While spending on renewables is forecast to reach record levels in 2021, offshore oil and gas exploration and production will be vital to global energy for decades to come
This was exactly the point V.Group chief executive René Kofod-Olsen was making when he kicked off Riviera Maritime Media’s first Annual Offshore Support Journal Virtual Conference and Exhibition in March. While he called renewable energy a “massive trend”, Mr Kofod-Olsen said there will be an offshore industry for the foreseeable future. He said energy from oil and gas must complement renewable energy and noted anyone claiming “oil and gas is only from yesterday is really short sighted.”
The world’s thirst for energy cannot be satiated by wind alone.
Well respected for his broad OSV industry knowledge and acute insight, Mr Kofod-Olsen noted that financial institutions and investors need to provide the capital to continue to develop offshore oil and gas projects, not just renewables.
To stay relevant to capital markets and support the global energy transition, former oil majors are now rebalancing their portfolios between hydrocarbons and renewables to transform themselves into energy majors.
As a result, spending between hydrocarbons and renewables is beginning to come into balance.
Developers are forecast to spend US$243Bn on solar photovoltaic, onshore and offshore wind this year – up from US$224Bn in 2020. By contrast, spending on upstream oil and gas will be up just 2% year-on-year, increasing from US$306Bn in 2020 to US$311Bn in 2021, according to Rystad Energy.
“OSV owners need to rebalance their portfolios to remain aligned with existing and new customers”
What this says to OSV owners is that they too will need to rebalance their portfolios to remain aligned with their existing and potential new customer base. In his advice to OSV owners, Mr Kofod-Olsen noted that this market diversification should be accompanied by efforts to digitalise and decarbonise vessel operations. These three Ds will shape the OSV industry over the next year. “Transition is ahead of us and it will be a difficult task to get the right strategy ahead,” he said.
Part of that strategy would be to incorporate digital tools to run vessels more efficiently, providing more transparency and unlocking hidden value. As for decarbonisation, OSV owners investing in efforts to reduce vessel emissions and improve fuel consumption would be able to offer these as competitive advantages, as a value-add service to charterers, underpinning potentially longer charter contracts. Owners need to develop their own unique selling propositions. In an oversupplied OSV market, owners need to capture every advantage they can get.
In reviewing his company’s Q4 2020 results, Lars Peder Solstad said the OSV industry continues “to make life hard for ourselves by competing at unsustainable rate levels. Even in a scenario with more normalised activity levels, oversupply remains an issue. Further consolidation and recycling of vessels are needed. Active involvement from the main banks is essential to make this happen.” Solstad Offshore plans to increase its presence in renewable energy and in offshore wind in particular.
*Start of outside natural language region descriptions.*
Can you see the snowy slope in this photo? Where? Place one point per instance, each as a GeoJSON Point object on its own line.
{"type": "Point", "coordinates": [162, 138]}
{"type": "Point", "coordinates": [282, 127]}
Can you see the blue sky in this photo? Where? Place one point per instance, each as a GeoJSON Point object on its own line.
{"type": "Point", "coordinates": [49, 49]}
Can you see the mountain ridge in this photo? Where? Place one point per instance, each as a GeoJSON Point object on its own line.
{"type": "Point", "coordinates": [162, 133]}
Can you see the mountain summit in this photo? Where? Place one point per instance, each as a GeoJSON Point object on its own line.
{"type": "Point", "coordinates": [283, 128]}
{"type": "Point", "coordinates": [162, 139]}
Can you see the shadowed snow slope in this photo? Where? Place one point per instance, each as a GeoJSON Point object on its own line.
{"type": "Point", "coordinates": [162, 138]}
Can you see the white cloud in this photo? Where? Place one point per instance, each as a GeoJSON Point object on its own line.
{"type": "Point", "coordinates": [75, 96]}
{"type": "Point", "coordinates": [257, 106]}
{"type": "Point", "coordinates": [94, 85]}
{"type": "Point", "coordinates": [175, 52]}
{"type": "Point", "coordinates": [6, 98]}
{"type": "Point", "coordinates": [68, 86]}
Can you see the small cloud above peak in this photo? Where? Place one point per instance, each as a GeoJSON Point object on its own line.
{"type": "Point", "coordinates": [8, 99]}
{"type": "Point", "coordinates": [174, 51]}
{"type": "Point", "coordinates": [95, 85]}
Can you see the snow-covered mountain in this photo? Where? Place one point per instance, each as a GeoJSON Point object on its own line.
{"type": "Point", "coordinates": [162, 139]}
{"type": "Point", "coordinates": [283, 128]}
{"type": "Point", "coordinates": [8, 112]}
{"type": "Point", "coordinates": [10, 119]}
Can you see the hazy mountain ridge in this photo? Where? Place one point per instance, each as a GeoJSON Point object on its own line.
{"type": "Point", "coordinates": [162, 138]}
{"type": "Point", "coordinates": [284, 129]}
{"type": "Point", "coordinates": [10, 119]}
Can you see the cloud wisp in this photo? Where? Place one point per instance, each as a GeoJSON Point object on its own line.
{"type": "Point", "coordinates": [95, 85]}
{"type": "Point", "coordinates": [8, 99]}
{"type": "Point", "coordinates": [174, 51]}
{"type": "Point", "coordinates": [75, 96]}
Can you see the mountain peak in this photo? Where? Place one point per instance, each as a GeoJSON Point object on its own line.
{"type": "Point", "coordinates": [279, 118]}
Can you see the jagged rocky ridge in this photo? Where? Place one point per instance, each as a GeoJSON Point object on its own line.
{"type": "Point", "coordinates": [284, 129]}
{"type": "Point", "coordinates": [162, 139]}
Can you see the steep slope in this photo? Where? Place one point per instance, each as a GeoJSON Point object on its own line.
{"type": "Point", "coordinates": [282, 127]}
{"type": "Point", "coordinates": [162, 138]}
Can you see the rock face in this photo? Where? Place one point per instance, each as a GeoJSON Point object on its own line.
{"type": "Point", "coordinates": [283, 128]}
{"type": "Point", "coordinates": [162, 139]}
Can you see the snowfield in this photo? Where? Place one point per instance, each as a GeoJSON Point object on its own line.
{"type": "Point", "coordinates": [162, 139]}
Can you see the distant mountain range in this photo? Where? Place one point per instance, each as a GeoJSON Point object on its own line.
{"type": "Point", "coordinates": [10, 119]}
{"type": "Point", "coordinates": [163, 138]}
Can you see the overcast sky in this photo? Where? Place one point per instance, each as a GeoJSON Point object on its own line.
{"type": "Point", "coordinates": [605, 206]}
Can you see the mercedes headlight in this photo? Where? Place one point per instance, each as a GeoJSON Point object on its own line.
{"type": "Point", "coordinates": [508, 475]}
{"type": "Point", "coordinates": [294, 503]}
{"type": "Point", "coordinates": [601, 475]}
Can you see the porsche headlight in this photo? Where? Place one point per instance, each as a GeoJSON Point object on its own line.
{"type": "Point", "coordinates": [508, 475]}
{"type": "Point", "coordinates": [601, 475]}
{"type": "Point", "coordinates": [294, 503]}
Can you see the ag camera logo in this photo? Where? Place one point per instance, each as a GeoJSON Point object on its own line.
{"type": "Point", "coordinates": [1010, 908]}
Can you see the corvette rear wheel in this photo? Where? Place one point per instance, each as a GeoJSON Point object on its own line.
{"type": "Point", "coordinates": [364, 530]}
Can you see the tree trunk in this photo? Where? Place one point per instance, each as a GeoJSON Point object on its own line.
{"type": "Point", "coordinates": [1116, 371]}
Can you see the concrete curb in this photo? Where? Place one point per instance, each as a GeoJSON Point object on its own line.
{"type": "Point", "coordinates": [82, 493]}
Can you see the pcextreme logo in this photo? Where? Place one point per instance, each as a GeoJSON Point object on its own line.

The good news for Solstad Offshore and the rest of the OSV sector is that EPC spending on offshore oil and gas will be up substantially in 2021 – 250% y-o-y – after a historically bad 2020, according to Westwood Global Energy head of offshore Thom Payne speaking at the virtual conference; this will create more opportunities for OSV utilisation. With tender activity strengthening, H2 2021 should see an improvement – something we can discuss at the live Annual Offshore Support Journal Conference in the fall.